1990-03-07 JJL Corrected date & time in plot
1990-05-26 JJL Conversion to GLL, test file update
1990-09-24 JJL Axes reversed, Display device selectble
1991-05-10 RGD Removed r3lib in link
1995-07-07 JCT (CRI) Made portable for UNIX and added XRT/graph interface
1996-10-10 SMC Added Summation mode capability, FR89818
2002-12-22 GMY Made portable to Linux
2012-12-09 RJB Fixed error messages, removed warnings for gfortran 4.7.2
               64-bit Linux
2013-01-18 RJB Converted plotting from xrtgraph to gnuplot
2013-02-13 RJB Fixed PLOTFMT logic, documentation
2013-02-19 RJB Fixed garbage print in "# images in SEDR file=", testfile fixes
2013-07-13 RJB Adjusted eps format to more readable fonts
2013-08-23 RJB Removed a date time stamp for "FOOTPRINT PLOT <date>" which
               is not necessary in log but causes testing problems in difference
               logs


PARAMETERS:


INP

All inputs are IBIS tabular files. First input= SEDR.INT made by program VGRIBIS Second input= MATCH.INT made by program MANMATCH ( optional ) Third input= GROUND.INT made by program GETGCP ( optional ) Fourth input=GEOM.IMG made for program GEOMA. ( optional )

OUT

The overlap ibis file. (optional) two columns output: col1=first frame number of a pair col2=second frame number of a pair

PROJECT

Specifies the project as GLL, VIKOR, MAR10, VGR-1, VGR-2, or MAR-9. Only used if the input images are in image space and project is GLL.

EXAG

The exaggeration factor used in plotting tiepoint residuals.

PLOTOUT

to specify the output PostScript filename for plot images

PLOTFMT

Output plot format GNUPLOT or EPS

NEW

To select the new SEDR OMmatrix.

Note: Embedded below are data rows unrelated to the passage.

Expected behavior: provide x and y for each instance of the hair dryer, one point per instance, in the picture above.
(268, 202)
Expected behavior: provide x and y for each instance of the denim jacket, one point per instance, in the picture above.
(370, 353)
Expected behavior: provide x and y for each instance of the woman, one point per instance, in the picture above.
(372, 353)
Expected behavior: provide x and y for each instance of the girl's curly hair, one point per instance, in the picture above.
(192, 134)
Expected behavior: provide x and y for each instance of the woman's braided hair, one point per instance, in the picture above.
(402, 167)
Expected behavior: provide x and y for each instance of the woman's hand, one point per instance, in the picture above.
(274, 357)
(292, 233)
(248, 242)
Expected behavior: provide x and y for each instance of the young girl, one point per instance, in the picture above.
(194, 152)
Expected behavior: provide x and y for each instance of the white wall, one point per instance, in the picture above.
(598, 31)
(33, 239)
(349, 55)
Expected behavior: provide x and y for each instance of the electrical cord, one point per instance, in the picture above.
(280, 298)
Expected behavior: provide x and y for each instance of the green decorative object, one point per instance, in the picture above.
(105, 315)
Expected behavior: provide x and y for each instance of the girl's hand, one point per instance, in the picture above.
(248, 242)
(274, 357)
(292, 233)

Default is to select the OLD SEDR OMmatrix

PRINT

To print the contents of all files read and written

INCR

The spacing in pixels between border points for plots.

NL

the number of lines in each image

NS

the number of samples in each image

OBJECT

the images going into the mosaic are geometrically corrected

LATLON

Center of projection for stereographic plot.

AREA

Specifies a portion of the stereographic projection to plot. AREA is followed by 4 numbers indicating: upper line, lower line, left sample, right sample.